In 2020, rather than requiring patients to schedule in-office appointments for routine needs, such as prescriptions and lab results, providers will offer virtual solutions. Televisits allow patients to avoid commuting to appointments and enduring germ-laden waiting rooms by connecting to their own doctors via videoconferencing initiated from their phone or computer. Done right, televisits are low-cost and typically covered by insurance (often free to physicians), simple to implement, HIPAA-compliant, and easy to use. They allow doctors and patients to stay connected between visits, improving care and reducing overall spend on healthcare by helping to avoid preventable illnesses.

Healthcare becomes more convenient and accessible.

Patients want access to healthcare when, where, and how it best suits them. Proof can be witnessed in the remarkable rise of telemedicine, as well as retail healthcare facilities, like urgent care centers, that offer walk-in, last minute services. Patients are often willing to see providers who are strangers to them simply because of the convenience they offer.

Physicians will win back their patients by providing them with more convenient access to care, for instance, through secure, web-based portals; mobile clinics offering primary and preventative care services; extended office hours; and online scheduling. Better access to care will help to strengthen doctor-patient relationships, thereby reducing medical errors (common when providers do not know they patient they are seeing) and leading to more accurate treatment and long-term wellness.
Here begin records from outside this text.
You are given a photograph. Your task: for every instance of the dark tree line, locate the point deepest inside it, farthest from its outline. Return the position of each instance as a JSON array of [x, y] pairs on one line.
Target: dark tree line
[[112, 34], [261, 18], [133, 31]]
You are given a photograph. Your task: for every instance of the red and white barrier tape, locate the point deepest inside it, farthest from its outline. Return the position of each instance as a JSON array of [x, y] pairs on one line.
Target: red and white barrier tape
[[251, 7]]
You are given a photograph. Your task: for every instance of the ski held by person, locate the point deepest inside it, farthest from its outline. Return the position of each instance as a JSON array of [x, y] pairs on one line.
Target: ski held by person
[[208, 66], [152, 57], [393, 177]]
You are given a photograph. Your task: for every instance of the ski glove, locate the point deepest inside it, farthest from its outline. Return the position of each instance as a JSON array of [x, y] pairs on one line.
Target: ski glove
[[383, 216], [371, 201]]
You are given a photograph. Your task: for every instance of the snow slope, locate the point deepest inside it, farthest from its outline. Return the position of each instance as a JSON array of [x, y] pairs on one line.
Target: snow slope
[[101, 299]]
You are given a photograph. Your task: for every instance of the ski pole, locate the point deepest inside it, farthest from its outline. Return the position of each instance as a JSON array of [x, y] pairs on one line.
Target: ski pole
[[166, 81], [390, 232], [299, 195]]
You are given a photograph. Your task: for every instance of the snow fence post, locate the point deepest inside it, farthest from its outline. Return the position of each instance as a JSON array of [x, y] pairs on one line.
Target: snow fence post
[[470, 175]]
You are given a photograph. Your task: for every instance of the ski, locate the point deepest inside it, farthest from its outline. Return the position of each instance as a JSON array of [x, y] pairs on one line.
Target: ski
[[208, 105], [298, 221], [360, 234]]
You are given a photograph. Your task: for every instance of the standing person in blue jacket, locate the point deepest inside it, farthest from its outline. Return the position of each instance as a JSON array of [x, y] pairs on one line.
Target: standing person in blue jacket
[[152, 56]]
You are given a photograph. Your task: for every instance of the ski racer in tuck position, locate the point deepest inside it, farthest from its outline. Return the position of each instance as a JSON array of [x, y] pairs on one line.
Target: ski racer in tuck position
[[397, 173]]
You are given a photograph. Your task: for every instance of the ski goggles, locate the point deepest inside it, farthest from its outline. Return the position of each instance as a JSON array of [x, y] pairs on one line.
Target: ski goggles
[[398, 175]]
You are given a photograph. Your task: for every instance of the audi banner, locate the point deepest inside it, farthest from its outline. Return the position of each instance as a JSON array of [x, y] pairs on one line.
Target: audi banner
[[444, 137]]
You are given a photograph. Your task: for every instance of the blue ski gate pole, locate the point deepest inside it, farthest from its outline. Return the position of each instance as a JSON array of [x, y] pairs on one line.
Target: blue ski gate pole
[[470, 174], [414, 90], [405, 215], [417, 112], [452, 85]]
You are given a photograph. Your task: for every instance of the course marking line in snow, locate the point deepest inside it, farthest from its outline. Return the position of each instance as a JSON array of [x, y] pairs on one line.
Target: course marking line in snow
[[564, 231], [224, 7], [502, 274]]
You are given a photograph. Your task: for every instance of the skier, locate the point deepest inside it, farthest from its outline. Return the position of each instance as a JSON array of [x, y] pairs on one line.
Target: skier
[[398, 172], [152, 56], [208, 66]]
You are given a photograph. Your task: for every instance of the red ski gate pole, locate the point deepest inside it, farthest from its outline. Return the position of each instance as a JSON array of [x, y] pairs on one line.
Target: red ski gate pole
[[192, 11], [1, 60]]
Patients embrace new channels of care.

Patients are taking on greater responsibility for their healthcare, increasingly seeking new channels of care, including mobile apps and at-home diagnostic testing. Today they use apps to track health and wellness, and connect with medical devices, for instance, to take an EKG or monitor blood glucose levels. The data can be easily shared with their providers.

App development will continue at a rapid pace in the new year, offering patients valuable information and insights. Patients will also start to rely more on at-home tests to diagnose infections, such as strep throat and urinary tract infections, before going to the doctor for treatment. They will become more comfortable using an at-home genetic test to identify existing or future health risks, taking on greater control of their health.

As technology advances, practitioners need to stay current on new developments and welcome them into our practices, leveraging the tools to connect and better care for their patients.

Providers increase their reliance on technology to enhance their effectiveness.

Overly complex or outdated technology has interrupted care and taken a toll on the healthcare industry, but the proliferating shift to patient-centric technology will continue to yield transformative power to providers.

Tools that leverage AI and predictive analytics will help providers evaluate vast amounts of data, uncover treatments with proven effectiveness, better predict what their patients need today, and help prevent complications and illnesses.

Providers will rely more heavily on technology platforms, software, and mobile apps that allow them to more readily access clinical data, connect and collaborate with peers and patients, and better manage their practices. Advancements, too, will extend their clinical capabilities, for instance enabling them to look up drug interactions, monitor blood loss in surgical procedures, evaluate  imaging, and make faster, more accurate diagnoses.

The Future of Healthcare

These predictions will help to create positive change in an industry ripe for improvement. By focusing on patients and embracing the potential healthtech delivers, we can strengthen doctor-patient relationships, build stronger businesses, and deliver better care.